ATP‐dependent SAC influx does not participate in ATP modulation of MAPKs in MCF‐7 human breast cancer cell line

This study investigates the modulation of mitogen‐activated protein kinases (MAPKs) ERK1/2, p38 and JNK1/2 and its relationship to changes in intracellular Ca 2+ concentration ([Ca 2+ ] i ) induced by ATP in breast cancer MCF‐7 cells.
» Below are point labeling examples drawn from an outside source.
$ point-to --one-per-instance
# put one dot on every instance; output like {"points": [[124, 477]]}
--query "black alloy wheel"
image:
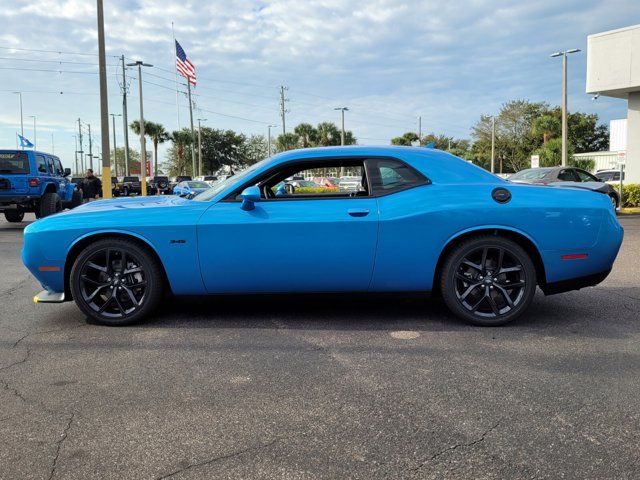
{"points": [[488, 281], [116, 282]]}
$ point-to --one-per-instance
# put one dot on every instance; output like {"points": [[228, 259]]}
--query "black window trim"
{"points": [[233, 196]]}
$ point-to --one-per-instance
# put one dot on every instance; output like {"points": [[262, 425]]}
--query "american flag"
{"points": [[184, 66]]}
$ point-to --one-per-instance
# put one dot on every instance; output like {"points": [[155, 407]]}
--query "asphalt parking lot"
{"points": [[322, 387]]}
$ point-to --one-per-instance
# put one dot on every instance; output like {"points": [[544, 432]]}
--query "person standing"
{"points": [[91, 187]]}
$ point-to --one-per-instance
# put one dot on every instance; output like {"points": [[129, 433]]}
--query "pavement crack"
{"points": [[458, 445], [59, 443], [219, 458]]}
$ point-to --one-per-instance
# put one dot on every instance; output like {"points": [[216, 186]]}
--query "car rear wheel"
{"points": [[50, 203], [116, 282], [488, 281], [14, 215]]}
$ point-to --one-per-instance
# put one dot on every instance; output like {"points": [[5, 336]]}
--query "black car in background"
{"points": [[131, 185], [547, 175], [159, 185]]}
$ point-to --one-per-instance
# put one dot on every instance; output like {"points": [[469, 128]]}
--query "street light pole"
{"points": [[563, 54], [200, 145], [34, 131], [493, 144], [269, 127], [115, 158], [143, 145], [104, 104]]}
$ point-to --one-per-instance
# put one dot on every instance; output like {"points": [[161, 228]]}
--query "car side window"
{"points": [[50, 166], [41, 164], [291, 181], [567, 175], [58, 165], [389, 175]]}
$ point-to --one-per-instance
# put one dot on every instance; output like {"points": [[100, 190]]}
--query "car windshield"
{"points": [[530, 174], [232, 180], [14, 162]]}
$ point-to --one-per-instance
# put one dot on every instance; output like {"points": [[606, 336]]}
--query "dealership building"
{"points": [[613, 70]]}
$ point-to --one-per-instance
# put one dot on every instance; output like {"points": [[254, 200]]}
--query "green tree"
{"points": [[307, 135], [546, 126]]}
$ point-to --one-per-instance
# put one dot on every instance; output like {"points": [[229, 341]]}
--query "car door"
{"points": [[311, 242]]}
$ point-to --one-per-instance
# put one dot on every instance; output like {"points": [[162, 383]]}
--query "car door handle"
{"points": [[356, 212]]}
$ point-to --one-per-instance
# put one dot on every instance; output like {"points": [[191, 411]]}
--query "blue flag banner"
{"points": [[24, 142]]}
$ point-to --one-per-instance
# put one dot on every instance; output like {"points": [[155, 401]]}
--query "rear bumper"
{"points": [[46, 296], [574, 283]]}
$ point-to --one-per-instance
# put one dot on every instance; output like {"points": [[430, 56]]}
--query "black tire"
{"points": [[50, 203], [14, 216], [76, 199], [114, 293], [488, 280], [614, 200]]}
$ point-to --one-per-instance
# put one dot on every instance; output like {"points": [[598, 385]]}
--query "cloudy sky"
{"points": [[389, 61]]}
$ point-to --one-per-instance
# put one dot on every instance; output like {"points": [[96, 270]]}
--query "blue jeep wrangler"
{"points": [[32, 181]]}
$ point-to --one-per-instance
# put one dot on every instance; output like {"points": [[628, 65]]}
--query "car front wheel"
{"points": [[116, 282], [488, 280]]}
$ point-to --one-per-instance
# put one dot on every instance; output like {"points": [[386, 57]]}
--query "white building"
{"points": [[613, 70]]}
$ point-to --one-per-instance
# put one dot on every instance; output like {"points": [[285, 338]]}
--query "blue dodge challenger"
{"points": [[421, 220]]}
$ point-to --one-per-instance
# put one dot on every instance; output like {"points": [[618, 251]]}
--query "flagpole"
{"points": [[175, 51], [193, 135]]}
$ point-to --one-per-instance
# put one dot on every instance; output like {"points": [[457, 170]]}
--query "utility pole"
{"points": [[76, 153], [124, 119], [283, 110], [21, 118], [563, 54], [34, 131], [200, 145], [342, 110], [115, 158], [493, 144], [104, 104], [143, 144], [269, 139], [81, 152], [193, 133]]}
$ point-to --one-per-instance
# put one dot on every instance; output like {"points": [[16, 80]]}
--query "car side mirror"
{"points": [[249, 196]]}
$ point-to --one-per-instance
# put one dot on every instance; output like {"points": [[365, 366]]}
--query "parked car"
{"points": [[159, 185], [442, 224], [116, 187], [612, 177], [551, 175], [190, 189], [131, 186], [33, 181], [177, 180]]}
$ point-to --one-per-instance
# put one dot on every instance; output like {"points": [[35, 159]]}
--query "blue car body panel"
{"points": [[331, 245]]}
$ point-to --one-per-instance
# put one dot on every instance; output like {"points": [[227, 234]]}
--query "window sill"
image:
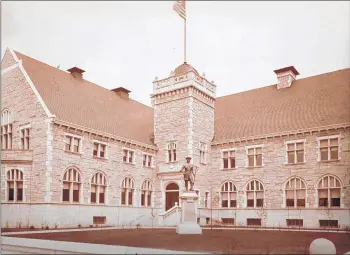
{"points": [[74, 153], [172, 162], [295, 164], [97, 157], [329, 161]]}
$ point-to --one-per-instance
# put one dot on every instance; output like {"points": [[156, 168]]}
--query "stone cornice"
{"points": [[282, 134], [110, 137]]}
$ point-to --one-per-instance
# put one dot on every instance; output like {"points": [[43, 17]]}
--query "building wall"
{"points": [[19, 98], [113, 166], [275, 172]]}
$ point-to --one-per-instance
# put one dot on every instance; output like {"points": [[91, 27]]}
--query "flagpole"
{"points": [[185, 43]]}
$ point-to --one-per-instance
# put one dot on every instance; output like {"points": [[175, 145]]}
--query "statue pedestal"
{"points": [[188, 224]]}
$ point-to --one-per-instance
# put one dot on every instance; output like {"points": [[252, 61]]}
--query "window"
{"points": [[253, 222], [73, 143], [228, 159], [71, 186], [147, 160], [129, 156], [329, 190], [98, 188], [228, 195], [146, 193], [100, 150], [171, 152], [202, 153], [228, 221], [255, 194], [294, 222], [329, 148], [295, 192], [128, 188], [328, 223], [14, 185], [25, 138], [6, 130], [295, 152], [99, 220], [206, 199], [254, 156]]}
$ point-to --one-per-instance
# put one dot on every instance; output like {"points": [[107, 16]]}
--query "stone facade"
{"points": [[183, 113]]}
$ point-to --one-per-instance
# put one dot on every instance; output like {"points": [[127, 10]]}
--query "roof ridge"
{"points": [[65, 72], [309, 77]]}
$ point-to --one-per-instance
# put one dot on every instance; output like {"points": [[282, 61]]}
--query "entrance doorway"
{"points": [[171, 195]]}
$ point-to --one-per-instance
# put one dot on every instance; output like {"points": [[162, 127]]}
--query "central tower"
{"points": [[183, 121]]}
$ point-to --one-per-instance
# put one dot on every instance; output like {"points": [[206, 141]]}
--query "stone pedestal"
{"points": [[188, 223]]}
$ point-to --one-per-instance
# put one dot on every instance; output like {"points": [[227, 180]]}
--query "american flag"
{"points": [[180, 8]]}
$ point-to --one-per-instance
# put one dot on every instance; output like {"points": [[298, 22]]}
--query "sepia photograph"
{"points": [[175, 127]]}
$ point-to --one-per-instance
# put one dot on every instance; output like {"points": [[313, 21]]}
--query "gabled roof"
{"points": [[86, 104], [311, 102]]}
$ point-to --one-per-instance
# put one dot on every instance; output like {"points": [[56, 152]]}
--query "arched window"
{"points": [[228, 195], [6, 130], [146, 193], [128, 189], [295, 192], [71, 186], [255, 194], [202, 153], [171, 152], [14, 180], [329, 190], [98, 188]]}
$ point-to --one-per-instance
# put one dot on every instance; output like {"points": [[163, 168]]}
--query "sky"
{"points": [[236, 44]]}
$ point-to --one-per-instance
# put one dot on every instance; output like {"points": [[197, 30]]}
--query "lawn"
{"points": [[211, 241]]}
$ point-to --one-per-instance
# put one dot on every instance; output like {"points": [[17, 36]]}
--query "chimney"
{"points": [[286, 76], [76, 72], [122, 92]]}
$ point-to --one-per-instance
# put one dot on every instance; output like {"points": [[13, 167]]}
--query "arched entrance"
{"points": [[171, 195]]}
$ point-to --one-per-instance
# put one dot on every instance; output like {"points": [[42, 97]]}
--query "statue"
{"points": [[188, 172]]}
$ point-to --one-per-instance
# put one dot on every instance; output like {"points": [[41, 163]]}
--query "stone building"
{"points": [[74, 153]]}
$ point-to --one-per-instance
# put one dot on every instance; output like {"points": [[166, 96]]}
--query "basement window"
{"points": [[294, 223], [328, 223], [253, 222], [228, 221], [99, 219]]}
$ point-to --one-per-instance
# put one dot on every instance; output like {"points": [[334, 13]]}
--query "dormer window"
{"points": [[6, 130], [171, 152]]}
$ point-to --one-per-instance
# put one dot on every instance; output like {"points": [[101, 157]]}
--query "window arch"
{"points": [[295, 192], [14, 178], [228, 195], [98, 188], [72, 182], [255, 194], [128, 189], [202, 153], [6, 130], [171, 151], [329, 190], [146, 193]]}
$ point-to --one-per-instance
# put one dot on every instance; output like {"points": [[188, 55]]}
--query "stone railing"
{"points": [[16, 156], [169, 167]]}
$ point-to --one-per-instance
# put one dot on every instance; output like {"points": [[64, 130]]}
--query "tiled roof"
{"points": [[311, 102], [184, 68], [316, 101], [86, 104]]}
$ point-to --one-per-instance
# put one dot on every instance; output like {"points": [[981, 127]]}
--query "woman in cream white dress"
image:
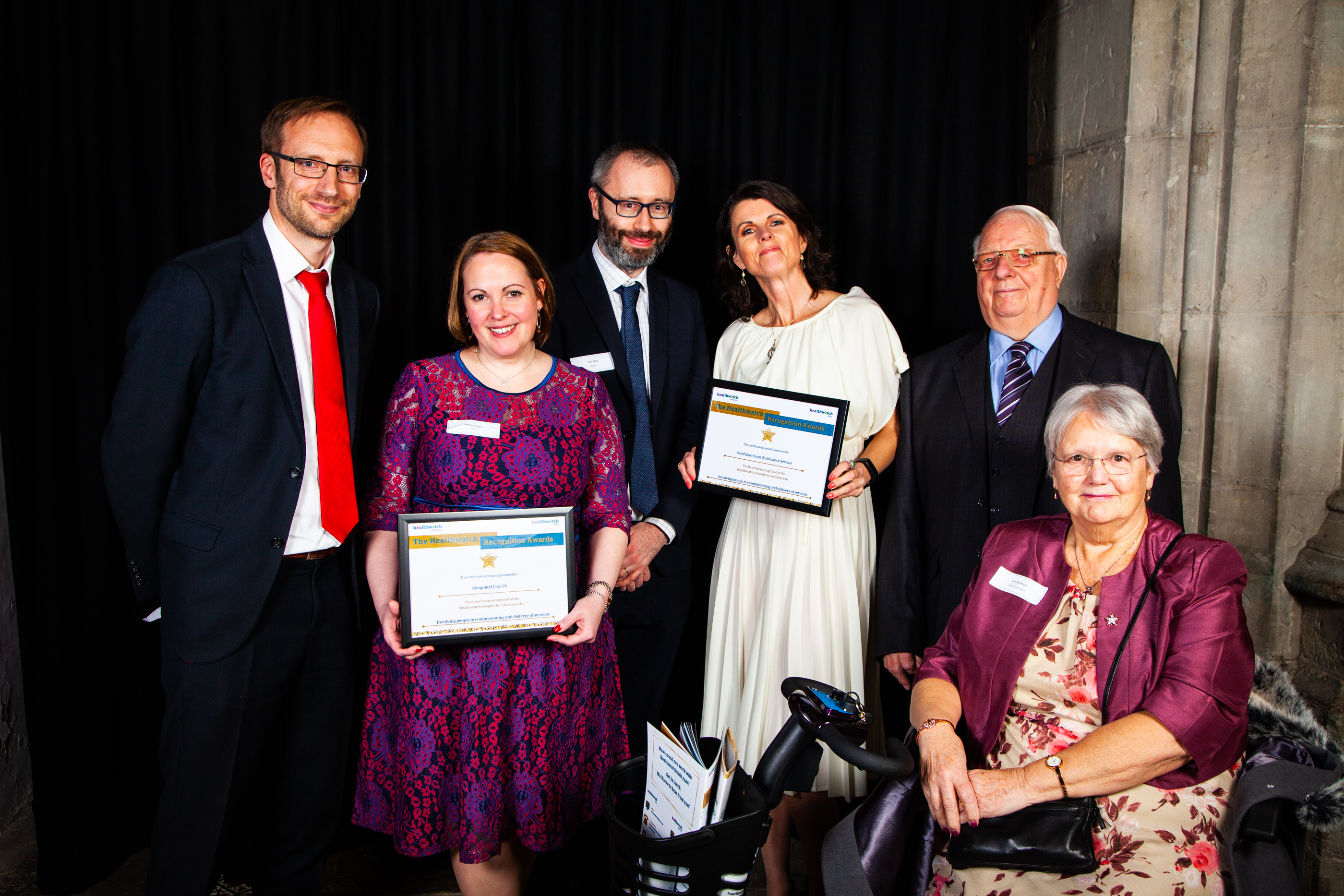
{"points": [[790, 594]]}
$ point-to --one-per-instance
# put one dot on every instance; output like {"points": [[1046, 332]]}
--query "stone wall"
{"points": [[15, 767], [1193, 154]]}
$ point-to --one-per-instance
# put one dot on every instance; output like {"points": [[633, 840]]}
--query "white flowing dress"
{"points": [[790, 594]]}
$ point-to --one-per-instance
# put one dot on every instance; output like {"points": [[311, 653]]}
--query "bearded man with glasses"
{"points": [[644, 334], [972, 421]]}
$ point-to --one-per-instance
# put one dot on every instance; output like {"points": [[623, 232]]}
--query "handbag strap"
{"points": [[1133, 618]]}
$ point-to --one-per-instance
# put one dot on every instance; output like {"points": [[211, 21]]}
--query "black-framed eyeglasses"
{"points": [[1113, 464], [318, 168], [1017, 257], [632, 209]]}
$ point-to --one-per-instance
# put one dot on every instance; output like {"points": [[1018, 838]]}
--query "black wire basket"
{"points": [[716, 859]]}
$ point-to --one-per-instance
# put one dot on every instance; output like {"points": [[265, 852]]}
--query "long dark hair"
{"points": [[745, 300]]}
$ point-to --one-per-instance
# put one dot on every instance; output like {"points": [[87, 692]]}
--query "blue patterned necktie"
{"points": [[1017, 379], [644, 487]]}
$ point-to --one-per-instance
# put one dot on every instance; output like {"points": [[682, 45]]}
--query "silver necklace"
{"points": [[503, 379], [1079, 563], [769, 357]]}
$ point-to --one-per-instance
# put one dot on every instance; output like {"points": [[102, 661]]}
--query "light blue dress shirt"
{"points": [[1039, 339]]}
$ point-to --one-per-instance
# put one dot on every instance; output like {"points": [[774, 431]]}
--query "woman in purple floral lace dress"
{"points": [[495, 750]]}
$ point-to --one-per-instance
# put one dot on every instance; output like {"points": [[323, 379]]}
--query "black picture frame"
{"points": [[842, 407], [407, 598]]}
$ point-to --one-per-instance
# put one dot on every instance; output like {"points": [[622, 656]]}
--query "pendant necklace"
{"points": [[769, 357], [1079, 563], [506, 379]]}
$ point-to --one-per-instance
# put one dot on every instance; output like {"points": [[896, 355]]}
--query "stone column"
{"points": [[1226, 226], [1220, 234], [1316, 579]]}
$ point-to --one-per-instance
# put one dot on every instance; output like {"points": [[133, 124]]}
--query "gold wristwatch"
{"points": [[929, 723], [1056, 762]]}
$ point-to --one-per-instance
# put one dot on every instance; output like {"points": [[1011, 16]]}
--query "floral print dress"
{"points": [[1155, 841]]}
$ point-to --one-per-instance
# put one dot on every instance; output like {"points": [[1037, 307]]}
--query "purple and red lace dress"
{"points": [[473, 746]]}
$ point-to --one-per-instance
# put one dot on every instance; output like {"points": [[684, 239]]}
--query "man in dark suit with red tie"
{"points": [[644, 334], [229, 466]]}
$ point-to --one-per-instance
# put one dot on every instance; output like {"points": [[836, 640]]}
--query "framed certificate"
{"points": [[486, 575], [768, 445]]}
ATP, UTP but not ADP (5–10 μM) increased [Ca 2+ ] i by cation release from inner stores as determined by spectrofluorometry measurements in a Ca 2+ free medium (+0.5 mM EGTA). Slightly different responses were observed in medium with 1.5 mM Ca 2+ , indicating that Ca 2+ release is the main component in this purinergic response. Moreover, ATP or UTP but not ADP stimulation sensitized cells to mechanical stress leading to Ca 2+ influx. This mechanical stress activated Ca 2+ (SAC) influx was inhibited by 10 mM Gd 3+ . These data suggest that SAC influx is dependent on P2Y2 receptor activation. Western blot analysis showed that ERK1/2, p38 and JNK1 were rapidly (5 min) phosphorylated by 5 μM ATP, whereas the JNK2 isoform was activated after 15 min treatment with ATP. Activation of MAPKs was reduced by the use of 1 mM neomycin and 150 mM 2‐APB, whereas the use of a Ca 2+ free medium (+ 0.5 mM EGTA) or 10 mM Gd 3+ , a SAC channel inhibitor, had no effects. These results evidence an ATP‐dependent SAC influx in MCF‐7 cells which, differently to other cell types (Santillán and col., 2006), does not participate in modulation of MAPKs by ATP, effect only dependent on PI‐PLC/IP 3 /Ca 2+ release.